By  WIN Provider: Jeff Dill, Physiotherapist

Speed – Part 1 in a Series on How to Improve Speed (Walking / Running)


Speed. It’s something that we, as humans, love to measure. What child hasn’t tried to race a friend to see “who’s faster”. But speed is also important in other ways, including reducing mortality risk as we age. So, what is “speed”? How can we improve it and how can we use that knowledge to improve our performance and health as we age?


Components of Speed


Speed can be broken down to two components: stride length, and stride frequency. Let’s look at stride length first.


Stride Length is the distance between the same point of contact on successive foot strikes of the same foot. For example, standing on your left foot, mark the spot where your heel is, then take a step with your right leg, then another back onto your left. Mark the spot where your left heel landed and then measure the distance between the two markings. That’s your stride length. Your “step” length would be half that distance.


Stride length will vary from person to person based on many factors including height, strength, balance, tendon elasticity, and neuromuscular control. As we age, we tend to have shorter stride lengths in general. This is important because research has shown that in people 65 or older, a stride length of 0.64m or less (0.32m/step) is associated with a higher risk for falls, and overall mortality rate1.

When looking at running, your stride length will naturally become longer as your running speed increases, however, the amount by which it increases will vary by person, depending on numerous factors, including joint and muscle flexibility, strength/power, and terrain.

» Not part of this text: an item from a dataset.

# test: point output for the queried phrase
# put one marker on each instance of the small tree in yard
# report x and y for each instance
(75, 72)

When running up a hill, your stride length naturally gets shorter, which is one reason why we run slower up a hill (other than the obvious reason of you’re running up a hill)! To offset this, you need to increase your stride frequency, the next thing we will discuss here.


Stride frequency is the speed with which you’re taking your steps, or how many steps you’re taking in a minute. As our walking or running speed increases, our stride frequency will naturally increase. When looking at a sprinter like Usain Bolt, he would take around 247 steps in a minute! When looking at a standard runner, a frequency of 170 steps/minute or less can sometimes be the cause of injuries due to higher ground contact times (GCT). This is the amount of time our foot spends on the ground when we walk or run. With a longer GCT, our muscles, bones and ligaments are forced to withstand that load for a longer period of time which can lead to various injuries, especially bony-stress injuries.


So, when you break “speed” down, it is simply made up of how fast you’re taking your steps, and how long those steps are. In the next blog, we will dive into ways to increase both of those factors.



  1. Bytyçi I, Henein MY. Stride Length Predicts Adverse Clinical Events in Older Adults: A Systematic Review and Meta-Analysis. Journal of Clinical Medicine. 2021; 10(12):2670.